Created attachment 148381 [details] [review] proposed eds patch for evolution-data-server; OK, could you revert all your changes in camel-net-utils.c and apply this patch only, please? I think I got the issue, but it'll be better if you can test it too. Thanks in advance. Note, I believe it'll fix bug #600322 as well.
it would be nice to have this on Monday's release of 2.29.3 for wider testing. So if you'll be able to test it before it, then it'll be great.

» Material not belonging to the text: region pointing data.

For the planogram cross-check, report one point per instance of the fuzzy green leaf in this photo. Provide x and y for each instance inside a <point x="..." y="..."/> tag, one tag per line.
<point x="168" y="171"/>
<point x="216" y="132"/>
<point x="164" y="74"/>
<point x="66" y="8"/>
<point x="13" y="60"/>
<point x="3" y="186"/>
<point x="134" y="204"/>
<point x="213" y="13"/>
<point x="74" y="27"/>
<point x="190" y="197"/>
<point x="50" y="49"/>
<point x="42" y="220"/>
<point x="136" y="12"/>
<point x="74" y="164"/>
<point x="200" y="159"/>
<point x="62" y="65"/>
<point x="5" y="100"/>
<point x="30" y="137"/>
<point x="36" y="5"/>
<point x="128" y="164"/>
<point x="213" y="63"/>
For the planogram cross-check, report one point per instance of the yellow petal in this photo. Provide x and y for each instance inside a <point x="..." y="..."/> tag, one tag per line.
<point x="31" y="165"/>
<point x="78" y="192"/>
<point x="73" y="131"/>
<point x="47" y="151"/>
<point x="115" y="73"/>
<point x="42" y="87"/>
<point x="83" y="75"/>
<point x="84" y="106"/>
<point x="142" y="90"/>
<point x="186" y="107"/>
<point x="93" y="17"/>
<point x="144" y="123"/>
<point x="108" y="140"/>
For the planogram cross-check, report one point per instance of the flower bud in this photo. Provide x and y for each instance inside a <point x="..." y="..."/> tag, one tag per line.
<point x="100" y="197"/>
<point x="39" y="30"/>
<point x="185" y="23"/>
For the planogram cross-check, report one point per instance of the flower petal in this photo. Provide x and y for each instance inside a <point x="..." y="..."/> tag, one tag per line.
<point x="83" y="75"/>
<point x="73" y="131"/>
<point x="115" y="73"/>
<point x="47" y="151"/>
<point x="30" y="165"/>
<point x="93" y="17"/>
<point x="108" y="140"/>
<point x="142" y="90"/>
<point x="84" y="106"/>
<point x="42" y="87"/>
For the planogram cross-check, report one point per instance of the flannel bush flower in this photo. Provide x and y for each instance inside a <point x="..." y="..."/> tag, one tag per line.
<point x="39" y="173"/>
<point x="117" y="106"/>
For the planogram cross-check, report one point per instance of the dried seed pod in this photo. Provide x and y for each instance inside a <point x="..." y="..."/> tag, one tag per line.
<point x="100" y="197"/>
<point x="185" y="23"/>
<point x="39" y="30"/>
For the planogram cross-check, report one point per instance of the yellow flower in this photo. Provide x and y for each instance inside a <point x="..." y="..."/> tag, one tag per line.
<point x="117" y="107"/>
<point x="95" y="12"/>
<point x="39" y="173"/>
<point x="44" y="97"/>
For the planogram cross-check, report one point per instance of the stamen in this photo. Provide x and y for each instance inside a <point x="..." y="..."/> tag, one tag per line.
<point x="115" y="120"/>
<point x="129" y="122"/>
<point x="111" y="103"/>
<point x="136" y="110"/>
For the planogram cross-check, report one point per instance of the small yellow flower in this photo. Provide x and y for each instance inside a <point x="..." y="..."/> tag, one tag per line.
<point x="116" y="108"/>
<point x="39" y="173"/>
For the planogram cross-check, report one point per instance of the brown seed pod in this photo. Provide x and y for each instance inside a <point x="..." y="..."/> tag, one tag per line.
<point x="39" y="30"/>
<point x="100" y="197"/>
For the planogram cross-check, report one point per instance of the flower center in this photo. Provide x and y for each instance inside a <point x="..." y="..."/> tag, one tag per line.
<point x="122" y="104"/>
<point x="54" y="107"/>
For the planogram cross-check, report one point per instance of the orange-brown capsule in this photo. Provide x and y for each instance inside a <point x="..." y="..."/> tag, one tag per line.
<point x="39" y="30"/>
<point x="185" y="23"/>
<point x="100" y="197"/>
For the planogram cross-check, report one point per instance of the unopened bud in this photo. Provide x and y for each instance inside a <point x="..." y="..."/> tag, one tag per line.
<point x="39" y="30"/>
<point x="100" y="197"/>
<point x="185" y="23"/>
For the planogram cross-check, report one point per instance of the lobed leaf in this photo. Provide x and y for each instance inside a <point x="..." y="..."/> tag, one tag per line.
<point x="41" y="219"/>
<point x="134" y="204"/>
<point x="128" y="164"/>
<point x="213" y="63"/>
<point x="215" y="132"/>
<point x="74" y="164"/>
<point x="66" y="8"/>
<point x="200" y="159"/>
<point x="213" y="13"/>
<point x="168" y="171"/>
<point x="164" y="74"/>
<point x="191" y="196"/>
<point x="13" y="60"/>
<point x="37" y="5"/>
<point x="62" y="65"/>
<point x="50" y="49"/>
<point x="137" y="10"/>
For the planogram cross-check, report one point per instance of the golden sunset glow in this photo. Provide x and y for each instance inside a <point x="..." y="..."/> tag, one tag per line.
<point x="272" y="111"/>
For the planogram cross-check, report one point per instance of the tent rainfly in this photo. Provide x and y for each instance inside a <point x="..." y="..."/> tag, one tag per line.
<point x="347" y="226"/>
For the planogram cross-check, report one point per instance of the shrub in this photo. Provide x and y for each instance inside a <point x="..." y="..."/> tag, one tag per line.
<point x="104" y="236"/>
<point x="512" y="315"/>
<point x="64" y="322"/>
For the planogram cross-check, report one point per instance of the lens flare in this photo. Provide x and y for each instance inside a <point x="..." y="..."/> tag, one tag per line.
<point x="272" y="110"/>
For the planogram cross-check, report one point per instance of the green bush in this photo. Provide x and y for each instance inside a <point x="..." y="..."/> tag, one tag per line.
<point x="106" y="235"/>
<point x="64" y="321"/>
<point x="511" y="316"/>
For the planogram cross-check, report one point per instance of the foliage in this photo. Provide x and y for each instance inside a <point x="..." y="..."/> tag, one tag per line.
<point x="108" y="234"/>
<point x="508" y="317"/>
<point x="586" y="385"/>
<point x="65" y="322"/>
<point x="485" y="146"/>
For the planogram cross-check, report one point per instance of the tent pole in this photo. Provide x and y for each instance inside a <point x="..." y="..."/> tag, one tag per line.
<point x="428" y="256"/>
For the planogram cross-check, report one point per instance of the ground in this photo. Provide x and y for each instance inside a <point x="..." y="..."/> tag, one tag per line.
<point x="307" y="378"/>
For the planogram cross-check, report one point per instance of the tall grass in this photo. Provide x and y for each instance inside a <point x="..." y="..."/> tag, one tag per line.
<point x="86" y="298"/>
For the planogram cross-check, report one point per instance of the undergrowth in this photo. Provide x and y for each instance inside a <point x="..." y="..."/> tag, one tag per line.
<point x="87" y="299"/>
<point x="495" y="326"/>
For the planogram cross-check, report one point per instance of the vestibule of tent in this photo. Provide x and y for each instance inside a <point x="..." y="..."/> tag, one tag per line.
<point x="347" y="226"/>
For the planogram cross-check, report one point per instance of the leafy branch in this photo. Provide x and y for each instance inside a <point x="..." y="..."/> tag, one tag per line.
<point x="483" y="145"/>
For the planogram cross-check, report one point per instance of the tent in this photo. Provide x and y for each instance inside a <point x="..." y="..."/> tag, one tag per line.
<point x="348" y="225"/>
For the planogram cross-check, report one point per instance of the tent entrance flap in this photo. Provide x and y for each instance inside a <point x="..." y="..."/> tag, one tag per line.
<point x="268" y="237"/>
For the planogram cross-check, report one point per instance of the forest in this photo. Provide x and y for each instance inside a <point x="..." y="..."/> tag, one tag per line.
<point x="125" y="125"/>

(In reply to comment #12) > it would be nice to have this on Monday's release of 2.29.3 for wider testing. Indeed. > So if you'll be able to test it before it, then it'll be great. It's running right now. Installed it earlier this afternoon and (touch wood) Evolution's been up all day. I'm not convinced that without some other/unknown external funkiness that I hit this all that often though after I went through the stdout from Evolution in the last day or two. This one might boil down to yet another situation where if everything on the network isn't just perfect, Evolution throws a fit as I was experiencing it every few minutes when I was experiencing it. Unfortunately, I don't know what it was that Evolution was so upset about at the time. Everything else looked normal. In any case, this patch doesn't seem to introduce any new and bad behavior as per the last few hours of using it.
(In reply to comment #13) > In any case, this patch doesn't seem to introduce any new and bad behavior as > per the last few hours of using it. Good, thanks for the update. Let it run for today and if everything will go well I'll commit this to master and gnome-2-28 tomorrow.
Created commit 7961e6c in eds master (2.29.3+) Created commit e6a6360 in eds gnome-2-28 (2.28.2+)